If they want to work at something above picking lettuce or digging ditches then they HAVE to assimilate…and that means learning English. Not just learning to speak it well enough to make themselves understood either…but speaking it fluently, like a native. I’ll give you a point of reference. I don’t know if you are familiar with the Gov. of New Mexico, Richardson, but have you ever heard him speak on TV? If so you will notice something…he doesn’t have a ‘spanish’ accent when he’s speaking. He DOES have a spanish accent when he relaxes…or when he wants too (for effect).

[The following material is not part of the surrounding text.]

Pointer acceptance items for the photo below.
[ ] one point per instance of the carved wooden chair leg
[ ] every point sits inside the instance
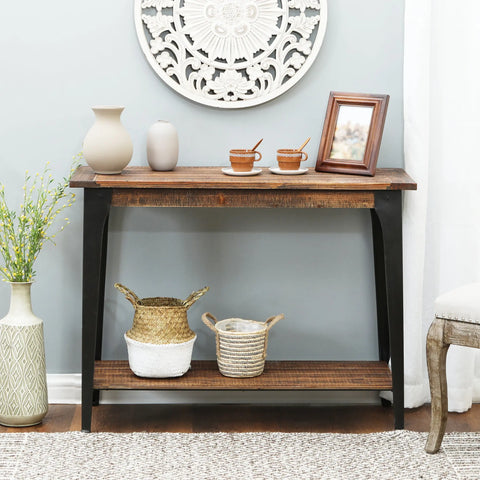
(436, 360)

Though born in Mexico, I don’t have a ‘spanish’ accent either…unless I’m back home with my 'mano’s shooting the shit, or with my family for some get together. My kids don’t even speak spanish at all…I never taught them. Oh, they understand some spanish, and speak a little no doubt…they would have too otherwise it would be difficult to understand some of their cousins and my mother (who mostly speaks ‘spanglish’ :)). This was a consious decision starting on my dads part…to ensure that I and my brothers and sisters DID assimilate into US culture and society by making sure that we spoke the language not only fluently but as close to like natives as we possibly could. (WRITING on the other hand is something that has been painful for me to fully get the hang of in English…I get hung up mostly on all the odd spellings).

So, why do they need to assimiliate? Because otherwise you will have a class of people who are isolated with no real chance to improve themselves due to very limited job opportunities. In addition it will cause a greater split between the two groups (i.e. english speaking Americans of all races and those who speak spanish only).

Why do so many immigrants cling to spanish? Here I have to completely speculate, as my own situation was different due to my father. I’d say its because a lot of my bretheren come into the US by less than legal means…and they come in to do very vertically oriented type of work (such as harvest crops). In that kind of situation they don’t HAVE to learn English…spanish is fine and its much easier to just stick with what you know. It becomes a habit to just keep speaking spanish…and of course your kids essentially do what you do, so THEY just keep speaking spanish. It tends to isolate you to the point where you associate with your little groups of fellow spanish speakers without being able to branch out to the wider population. And now a days a lot of schools cater to this…here in New Mexico for instance many of the Charter Schools I do work for have spanish only classes for just such kids…where they are taught in spanish (and so isolated from the rest of the schools population through language).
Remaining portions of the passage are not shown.